A special NY Times science supplement on Sept. 27, 2011, “Small Fixes,” reminded me of Bert and the notion that small innovations can have a huge impact.

Among the great stories in the supplement. is this one about Thailand’s success fighting cervical cancer with vinegar.

It turns out that precancerous spots on the cervix turn white when brushed with vinegar. “They can then be immediately frozen off with a metal probe cooled by a tank of carbon dioxide, available from any Coca-Cola bottling plant.” The complete procedure, which can be handled by a nurse in one visit, has been used widely in Thailand, where there are a lot of nurses in rural areas.

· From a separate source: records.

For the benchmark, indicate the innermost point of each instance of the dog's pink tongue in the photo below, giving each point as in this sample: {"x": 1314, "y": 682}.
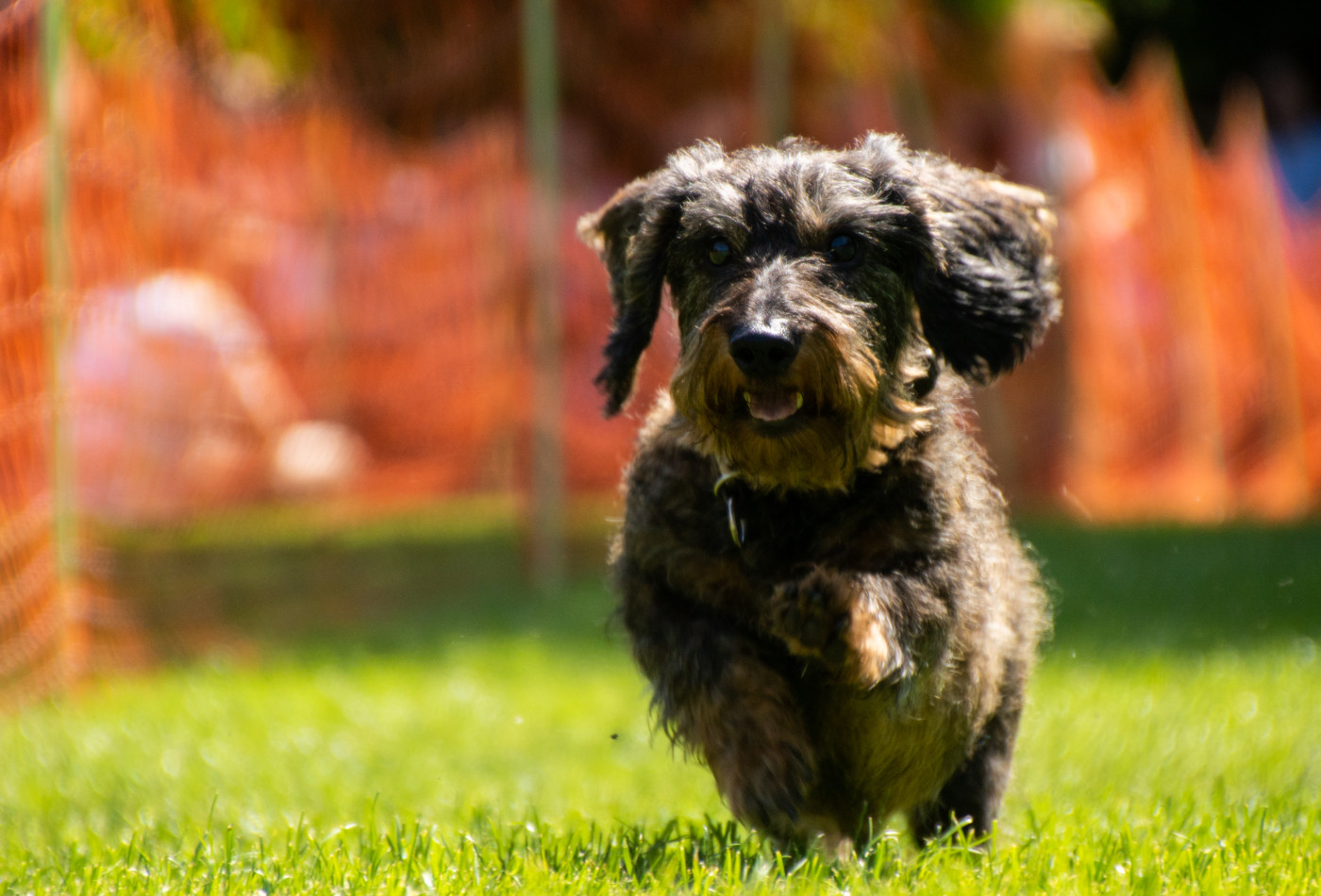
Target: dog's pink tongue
{"x": 775, "y": 406}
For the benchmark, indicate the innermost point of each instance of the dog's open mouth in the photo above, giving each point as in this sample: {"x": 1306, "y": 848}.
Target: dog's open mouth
{"x": 773, "y": 406}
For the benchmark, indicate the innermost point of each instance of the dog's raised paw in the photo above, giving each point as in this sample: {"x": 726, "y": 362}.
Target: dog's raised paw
{"x": 822, "y": 617}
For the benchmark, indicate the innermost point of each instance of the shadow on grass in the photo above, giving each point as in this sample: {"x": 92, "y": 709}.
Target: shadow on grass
{"x": 411, "y": 584}
{"x": 1182, "y": 589}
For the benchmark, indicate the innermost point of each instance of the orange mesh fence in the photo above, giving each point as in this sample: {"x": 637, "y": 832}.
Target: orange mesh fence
{"x": 283, "y": 303}
{"x": 33, "y": 647}
{"x": 1192, "y": 314}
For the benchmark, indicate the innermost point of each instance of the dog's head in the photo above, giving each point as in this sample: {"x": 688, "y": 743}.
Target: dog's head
{"x": 812, "y": 287}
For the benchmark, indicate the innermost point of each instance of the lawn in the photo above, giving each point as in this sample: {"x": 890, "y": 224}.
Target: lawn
{"x": 400, "y": 716}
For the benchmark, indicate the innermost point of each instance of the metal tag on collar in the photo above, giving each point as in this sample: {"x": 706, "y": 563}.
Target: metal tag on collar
{"x": 736, "y": 526}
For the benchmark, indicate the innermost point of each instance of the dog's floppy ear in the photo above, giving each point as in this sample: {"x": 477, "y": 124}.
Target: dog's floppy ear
{"x": 631, "y": 234}
{"x": 990, "y": 290}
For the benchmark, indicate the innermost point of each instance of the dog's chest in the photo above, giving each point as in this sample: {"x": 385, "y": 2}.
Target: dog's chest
{"x": 868, "y": 528}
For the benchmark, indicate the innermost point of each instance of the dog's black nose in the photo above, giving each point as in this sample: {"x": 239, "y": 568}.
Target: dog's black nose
{"x": 762, "y": 350}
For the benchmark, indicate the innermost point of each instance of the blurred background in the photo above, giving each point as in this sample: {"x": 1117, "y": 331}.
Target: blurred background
{"x": 294, "y": 330}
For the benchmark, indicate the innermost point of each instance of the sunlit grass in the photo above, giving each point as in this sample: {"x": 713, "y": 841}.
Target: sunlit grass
{"x": 505, "y": 748}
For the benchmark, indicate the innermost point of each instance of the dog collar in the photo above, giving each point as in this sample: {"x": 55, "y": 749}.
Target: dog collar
{"x": 736, "y": 526}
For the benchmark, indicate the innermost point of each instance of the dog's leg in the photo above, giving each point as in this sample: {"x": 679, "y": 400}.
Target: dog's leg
{"x": 971, "y": 797}
{"x": 855, "y": 623}
{"x": 716, "y": 696}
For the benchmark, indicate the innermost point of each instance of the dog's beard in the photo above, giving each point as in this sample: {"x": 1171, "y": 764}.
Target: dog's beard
{"x": 811, "y": 429}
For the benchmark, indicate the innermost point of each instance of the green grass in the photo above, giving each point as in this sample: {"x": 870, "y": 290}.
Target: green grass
{"x": 456, "y": 734}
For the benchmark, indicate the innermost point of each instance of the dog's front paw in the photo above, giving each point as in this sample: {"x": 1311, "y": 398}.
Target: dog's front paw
{"x": 828, "y": 617}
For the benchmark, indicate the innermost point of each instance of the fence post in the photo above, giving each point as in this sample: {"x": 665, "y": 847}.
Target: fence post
{"x": 57, "y": 264}
{"x": 541, "y": 122}
{"x": 772, "y": 75}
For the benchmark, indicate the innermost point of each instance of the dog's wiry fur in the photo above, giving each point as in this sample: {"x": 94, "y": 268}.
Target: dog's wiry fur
{"x": 865, "y": 648}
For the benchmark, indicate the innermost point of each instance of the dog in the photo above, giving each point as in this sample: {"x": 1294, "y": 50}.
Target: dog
{"x": 815, "y": 571}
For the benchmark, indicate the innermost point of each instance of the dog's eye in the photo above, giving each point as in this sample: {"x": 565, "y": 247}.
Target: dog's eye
{"x": 843, "y": 248}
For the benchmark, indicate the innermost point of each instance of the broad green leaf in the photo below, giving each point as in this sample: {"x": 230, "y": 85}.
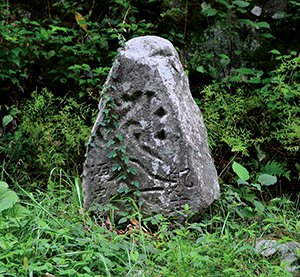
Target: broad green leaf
{"x": 248, "y": 212}
{"x": 7, "y": 119}
{"x": 207, "y": 10}
{"x": 200, "y": 69}
{"x": 247, "y": 22}
{"x": 267, "y": 180}
{"x": 275, "y": 51}
{"x": 241, "y": 171}
{"x": 258, "y": 206}
{"x": 51, "y": 53}
{"x": 246, "y": 71}
{"x": 7, "y": 197}
{"x": 262, "y": 24}
{"x": 267, "y": 35}
{"x": 241, "y": 4}
{"x": 3, "y": 185}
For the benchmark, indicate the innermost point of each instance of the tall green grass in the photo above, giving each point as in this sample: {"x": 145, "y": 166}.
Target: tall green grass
{"x": 55, "y": 236}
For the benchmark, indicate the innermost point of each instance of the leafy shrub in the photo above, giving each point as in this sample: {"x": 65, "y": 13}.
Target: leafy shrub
{"x": 259, "y": 122}
{"x": 51, "y": 133}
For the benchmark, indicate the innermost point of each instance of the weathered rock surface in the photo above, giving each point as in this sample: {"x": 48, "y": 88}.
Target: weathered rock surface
{"x": 163, "y": 132}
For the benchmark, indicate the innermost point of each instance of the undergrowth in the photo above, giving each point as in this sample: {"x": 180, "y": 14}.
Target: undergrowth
{"x": 51, "y": 234}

In Brighton, Massachusetts, Harvard’s George Whitesides founded Diagnositcs for All to commercialize his inventions, including a tiny piece of paper that substitutes for a traditional blood test for liver damage. Costing less than a penny, “it requires a single drop of blood, takes 15 minutes and can be read by an untrained eye: If a round spot the size of a sesame seed on the paper changes to pink from purple, the patient is probably in danger.” Read the Times article.

Amy Smith at MIT is another one who thinks big by thinking small. Read about her Charcoal Project, which saves trees in poor countries by using vegetable waste to make briquettes for fuel.